Every employer must keep payroll records, collective bargaining agreements, sales and purchase records for at least three years. Salary calculation records must be kept for two years. This includes time cards and piece rate tickets, wage rate tables, work schedules and schedules, and records of wage additions or deductions.
child labor rules
The child labor provisions of the FLSA are designed to protect the educational opportunities of minors. These supplies:
• Prohibit the employment of young people in jobs that are detrimental to their health and safety
• Restrict the working hours of those under 16 years of age.

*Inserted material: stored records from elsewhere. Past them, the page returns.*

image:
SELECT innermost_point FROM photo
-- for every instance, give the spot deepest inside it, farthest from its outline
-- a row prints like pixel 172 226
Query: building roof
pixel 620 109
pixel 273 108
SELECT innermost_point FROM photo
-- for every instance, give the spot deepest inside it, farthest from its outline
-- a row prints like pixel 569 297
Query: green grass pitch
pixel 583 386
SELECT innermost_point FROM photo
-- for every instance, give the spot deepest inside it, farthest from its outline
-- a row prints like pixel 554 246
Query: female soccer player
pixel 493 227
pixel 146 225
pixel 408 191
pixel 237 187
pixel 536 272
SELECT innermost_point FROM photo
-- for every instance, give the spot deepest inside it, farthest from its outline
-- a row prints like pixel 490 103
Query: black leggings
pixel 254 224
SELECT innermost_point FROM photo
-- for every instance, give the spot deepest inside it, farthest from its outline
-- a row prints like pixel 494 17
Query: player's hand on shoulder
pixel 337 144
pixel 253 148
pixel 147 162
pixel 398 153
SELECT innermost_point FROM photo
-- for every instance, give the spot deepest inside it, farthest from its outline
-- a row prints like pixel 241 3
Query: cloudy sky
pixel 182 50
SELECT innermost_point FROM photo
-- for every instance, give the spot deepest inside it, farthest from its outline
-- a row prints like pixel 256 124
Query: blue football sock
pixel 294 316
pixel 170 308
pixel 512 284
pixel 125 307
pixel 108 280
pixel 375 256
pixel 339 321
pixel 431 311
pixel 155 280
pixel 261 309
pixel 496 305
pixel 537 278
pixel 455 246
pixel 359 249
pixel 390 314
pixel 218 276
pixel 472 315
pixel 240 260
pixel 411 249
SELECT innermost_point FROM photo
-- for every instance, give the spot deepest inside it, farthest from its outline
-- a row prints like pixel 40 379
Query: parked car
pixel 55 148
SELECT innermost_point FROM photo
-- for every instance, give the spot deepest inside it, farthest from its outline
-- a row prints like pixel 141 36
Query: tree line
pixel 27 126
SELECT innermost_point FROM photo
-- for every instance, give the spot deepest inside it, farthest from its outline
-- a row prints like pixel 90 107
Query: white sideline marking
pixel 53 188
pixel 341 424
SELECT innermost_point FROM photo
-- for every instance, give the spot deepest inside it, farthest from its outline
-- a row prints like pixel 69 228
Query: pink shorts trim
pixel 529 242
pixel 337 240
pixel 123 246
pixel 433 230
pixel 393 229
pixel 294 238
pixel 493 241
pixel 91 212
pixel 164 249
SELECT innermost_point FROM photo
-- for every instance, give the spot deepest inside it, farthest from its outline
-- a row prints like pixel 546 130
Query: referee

• List hazardous occupations too hazardous for young workers to perform
FLSA Minimum Wage and Overtime Exemptions
The most common FLSA minimum wage and overtime exemptions, often called “white collar” exemptions, apply to certain:
Outside Sales Clerks
Avoid FLSA Pitfalls
Wage and hour claims are increasing rapidly. Employee misclassification is a major area that the US Department of Labor is cracking down on. The second area that is being investigated is the improper payment of overtime. Mistakes in classification and overtime pay can lead to major settlements, including late pay, penalty payments, and reclassification. Therefore, employers must continue to comply with FLSA guidelines and avoid the following pitfalls in wage and overtime calculations:
· Misapplying an exemption.
Failing to pay for all the hours an employee is or is permitted to work.
Limit the number of hours employees can record.
Failure to include all required pay to be included in the calculation of the regular overtime rate.
· Make improper deductions from wages that reduce the required minimum wage or overtime.
Not adding all hours worked at separate establishments for the same employer when calculating overtime owed.
· Treat an employee as an independent contractor.